I figured I’d start with Yelp.

It turns out that, unfortunately, the same site that I use to find every taco joint in midtown Atlanta is not a particularly appropriate resource for mental health care. All of the results it turned up were for massage therapy and marital counseling.

I did learn that I live next to a massage place, though, so that’s very exciting.

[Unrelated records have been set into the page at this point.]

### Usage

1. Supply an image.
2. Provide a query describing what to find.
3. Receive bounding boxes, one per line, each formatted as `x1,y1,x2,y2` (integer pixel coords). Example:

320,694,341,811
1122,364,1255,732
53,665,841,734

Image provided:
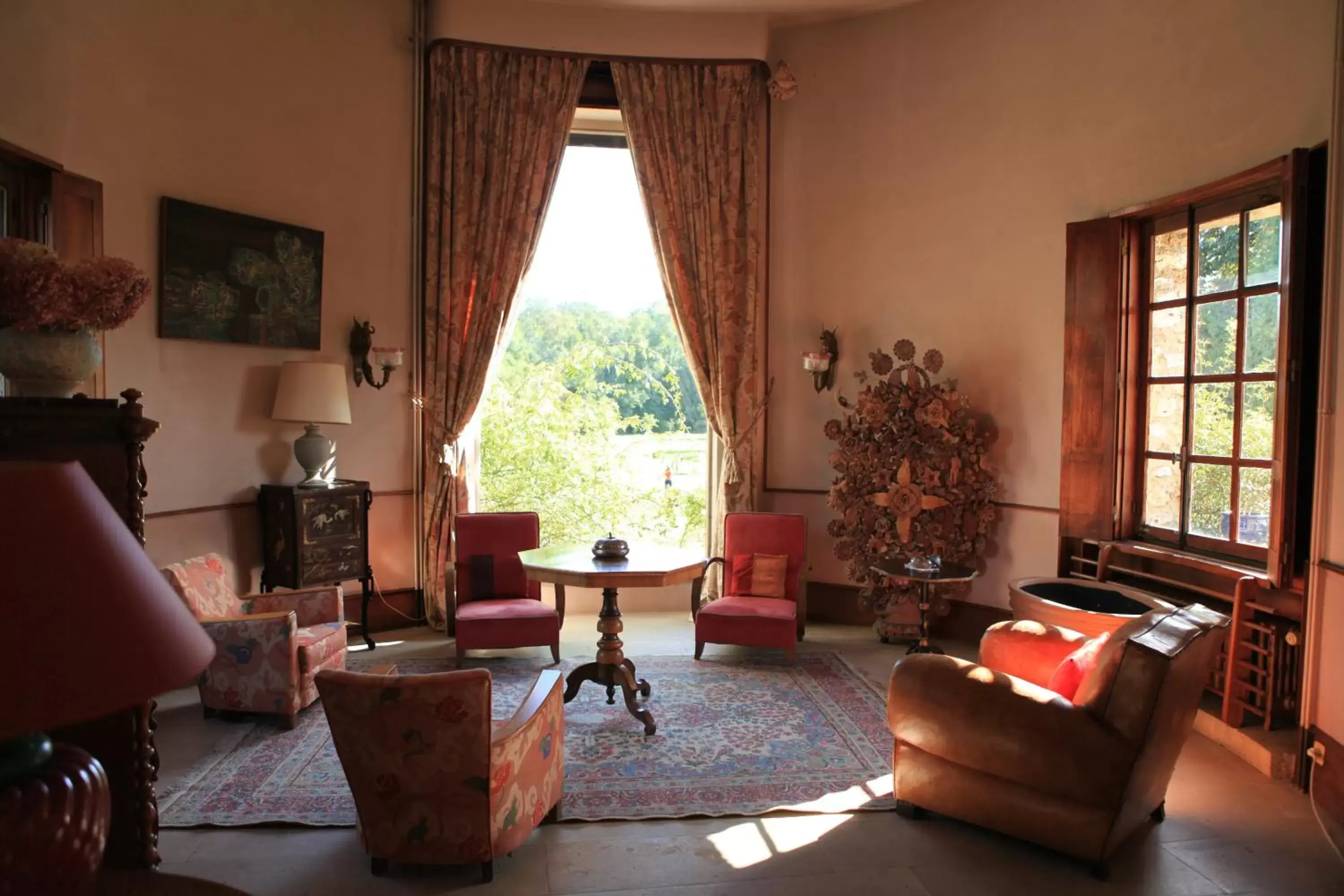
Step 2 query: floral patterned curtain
612,60,770,595
422,43,587,629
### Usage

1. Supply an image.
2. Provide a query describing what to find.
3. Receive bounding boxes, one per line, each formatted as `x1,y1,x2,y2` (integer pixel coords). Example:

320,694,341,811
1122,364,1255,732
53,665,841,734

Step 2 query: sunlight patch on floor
706,787,860,868
789,775,891,813
761,815,852,853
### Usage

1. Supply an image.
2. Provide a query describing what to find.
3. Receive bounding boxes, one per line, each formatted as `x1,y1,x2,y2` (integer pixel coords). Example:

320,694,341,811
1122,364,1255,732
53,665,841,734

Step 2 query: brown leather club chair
887,604,1228,879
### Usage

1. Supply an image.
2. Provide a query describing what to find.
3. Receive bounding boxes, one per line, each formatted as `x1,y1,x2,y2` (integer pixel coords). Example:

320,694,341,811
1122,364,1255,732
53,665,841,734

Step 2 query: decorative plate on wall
825,339,997,637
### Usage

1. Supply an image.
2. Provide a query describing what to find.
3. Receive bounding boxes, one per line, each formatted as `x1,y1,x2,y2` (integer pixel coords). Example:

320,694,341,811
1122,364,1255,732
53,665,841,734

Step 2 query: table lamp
0,462,215,893
270,362,349,489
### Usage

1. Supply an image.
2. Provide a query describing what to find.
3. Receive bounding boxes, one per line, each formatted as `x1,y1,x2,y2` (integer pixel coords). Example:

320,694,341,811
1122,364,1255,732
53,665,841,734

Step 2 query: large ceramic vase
0,329,102,398
1008,577,1173,638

After giving up on that particular failed Yelpisode, I busied myself with my new favorite hobby: listening to this song, on loop, forever. (Occasionally I get bored with it, at which point I break out the best “Seven Nation Army” cover.) Last week, to expand my horizons beyond those two songs, I made a Spotify playlist called “Pretending I Live in an Anthropologie,” intending to fill it mostly with wispy, acoustic pop in foreign languages.

For authenticity, I Googled “Anthropologie music,” which of course turned up a comprehensive list of the music they play in the stores, typed out by a former employee, because Internet.

I am officially at a point in my life where I am okay having my personal soundscape curated by Very Cool 25-year-olds managing retail. Sixteen-year-old me is side eyeing hard through time.